# Would you rather have an N/A engine or a turbo?



## rb25det (Jun 2, 2005)

N/A or turbo and why?


----------



## Slayer2003 (Jun 4, 2003)

Depends on the vehicle and what it will be used for.


----------



## panoramic world (Sep 9, 2005)

N/A...alot more complex and impressive to build an all motor car. Also...now a days seems like everyone and thier mothers drive a car with a turbo. about 4-5 years back....hearing a turbo spool was a big deal in my town....now adays....you hear bov's left and right.


----------



## chimmike (Oct 17, 2002)

turbo. in most cases a turbo car will have a better powerband than an aggressive n/a build which will likely be peaky.


----------



## xbrandonx (Mar 27, 2004)

a Turbo will cost less then fully bolting your car and produce more power. Only differnence is with bolt ons you can do one at a time where as a turbo you have to have the 4k+ right then.


----------



## sukebegigi (Mar 5, 2005)

N/A. Turbos are often less engaging and even boring off boost. This applies mostly to the rice rocket culture (ie. WRX and EVO, etc.). Also, I've never like cars that could be caught off boost or off cam as much as those which are always ready to roll like my Spec V, M3s or maybe one of them new Audi RS4s.


----------



## RBI*04 (Sep 10, 2004)

i could imagine anything with an SR20VE+T would be adequate for me .....high revving and boosted: best of both worlds.


----------



## psuLemon (Apr 23, 2003)

boost, some of the fastest cars in the world are boosted.. hell our fav skylines are all boosted.. now if we talk ferreri and lambo and you have 300k+, then N/A can be acceptable.


----------



## CMA (Sep 7, 2005)

turbo = fun and fast
na = good gas saver and cheap.

i will just own car with turbo and na


----------



## psuLemon (Apr 23, 2003)

CMA said:


> turbo = fun and fast
> na = good gas saver and cheap.
> 
> i will just own car with turbo and na


 this is a slightly faulty statement. in that turbo cars can still get great gas mileage. as long as you just run high rpms and do full throttle and full boost, you should be good. cuz i believe mike young and wes both get around 30 mpg.


----------



## CMA (Sep 7, 2005)

:?

g10 = 48mpg
g10t = 41 mpg

everything is stock with replacement parts such as air, oil filter, etc

ps. you can guess what this engine is.

btw if you continue abit rev (more than 5000rpm) and full throttle/ boost the engine then you are most likely minor damage some parts in shorter time... not fun to replace some parts.


----------



## Hendrix (Jan 17, 2004)

I'd have to say turbo. Forced induction is the great equalizer, a 4cyl challenging a 6cyl challenging an 8cyl.


----------



## nova73guy (Mar 30, 2004)

I'd hafta go NA all the way. Turbo is just one more thing to break, and depending on your insurance carrier, could void your insurance.


----------



## RBI*04 (Sep 10, 2004)

nova73guy said:


> I'd hafta go NA all the way. Turbo is just one more thing to break, and depending on your insurance carrier, could void your insurance.
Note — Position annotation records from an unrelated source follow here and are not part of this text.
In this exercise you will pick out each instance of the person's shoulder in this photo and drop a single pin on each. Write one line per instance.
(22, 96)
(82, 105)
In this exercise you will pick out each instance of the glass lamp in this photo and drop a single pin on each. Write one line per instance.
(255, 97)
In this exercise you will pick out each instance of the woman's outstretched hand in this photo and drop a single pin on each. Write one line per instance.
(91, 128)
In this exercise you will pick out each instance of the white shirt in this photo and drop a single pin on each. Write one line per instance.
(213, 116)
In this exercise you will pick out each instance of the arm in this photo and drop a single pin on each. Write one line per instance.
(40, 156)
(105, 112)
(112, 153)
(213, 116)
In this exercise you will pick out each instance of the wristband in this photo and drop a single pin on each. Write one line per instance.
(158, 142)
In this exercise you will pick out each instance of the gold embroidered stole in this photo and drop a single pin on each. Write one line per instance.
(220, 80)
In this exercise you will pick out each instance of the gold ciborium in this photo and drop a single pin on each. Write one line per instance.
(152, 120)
insurance doesnt need to know


----------



## himilefrontier (Jan 21, 2003)

Depends on the car. 4 cylinders need a turbo to get enough air and fuel into the cylinder to make real power. A mild pushrod V8 needs very little to make decent power and the added complication is not needed to run respectable 12 second 1/4 miles on pump gas. I'm looking into a ghetto turbo setup for both my Nissans, but both my V8 cars will always be single 4 Barrel carbureted N/A cars ( but maybe with a small 150 shot of nitrous!)


----------



## panoramic world (Sep 9, 2005)

himilefrontier said:


> Depends on the car. 4 cylinders need a turbo to get enough air and fuel into the cylinder to make real power. A mild pushrod V8 needs very little to make decent power and the added complication is not needed to run respectable 12 second 1/4 miles on pump gas. I'm looking into a ghetto turbo setup for both my Nissans, but both my V8 cars will always be single 4 Barrel carbureted N/A cars ( but maybe with a small 150 shot of nitrous!)
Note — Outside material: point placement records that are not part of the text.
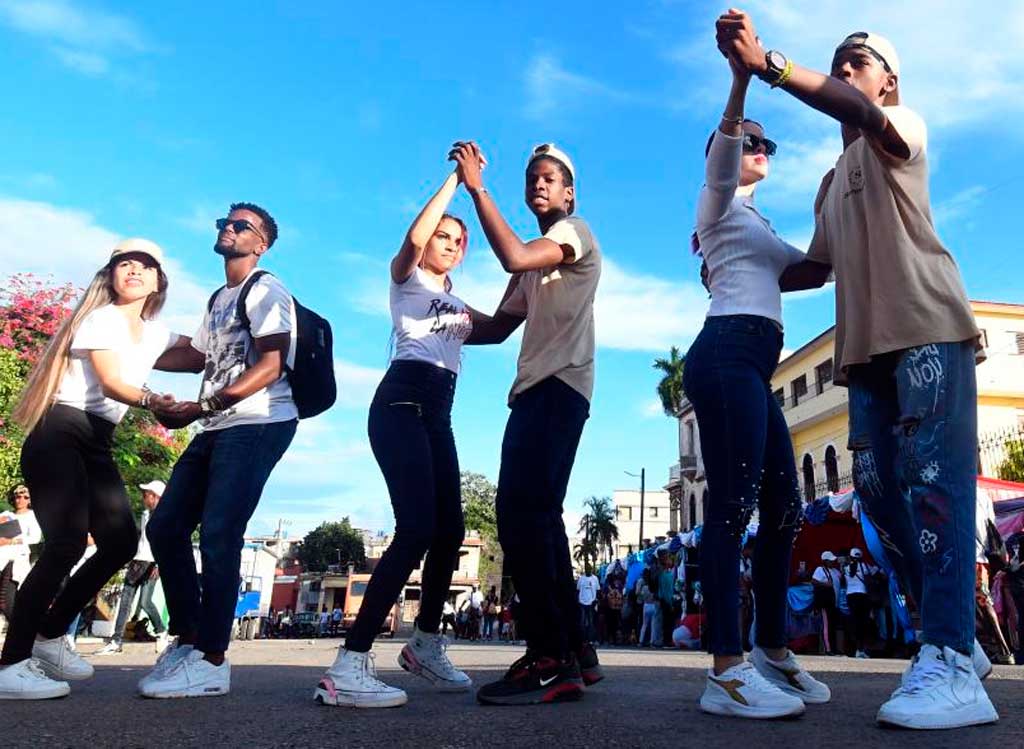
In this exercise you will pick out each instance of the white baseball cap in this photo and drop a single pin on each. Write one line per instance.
(137, 244)
(877, 44)
(157, 487)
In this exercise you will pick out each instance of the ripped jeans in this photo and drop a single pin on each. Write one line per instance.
(748, 456)
(913, 432)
my 96 z28 had a ton of bolt on stuff, port and poish job, a bigger cam, custom butterfly headers, amoung a few of the things. I took it from 275hp stock to just over 490hp. Used to get it into the low 11's on street tires, and high 10' on slicks. And this was my daily driver too


----------



## Slayer2003 (Jun 4, 2003)

Having a 98 Sentra that can hang or beat Moosewangs.........eh...



Making my over 2 ton 50 year old car do the same thing, With only a 283 for a motor, with 'some' internals. Very nice. 

Debating on going all-out with the motor internals as much as i can and throwing a superduperchagermabob on it, or just dropping in a fresh new 502 with a Tremec tranny. Iunno.


----------



## xbrandonx (Mar 27, 2004)

nova73guy said:


> Turbo is just one more thing to break


So I take it you don't like power locks, doors, mirrors ect?


----------



## 93gxe (Jun 7, 2005)

I love boost.


----------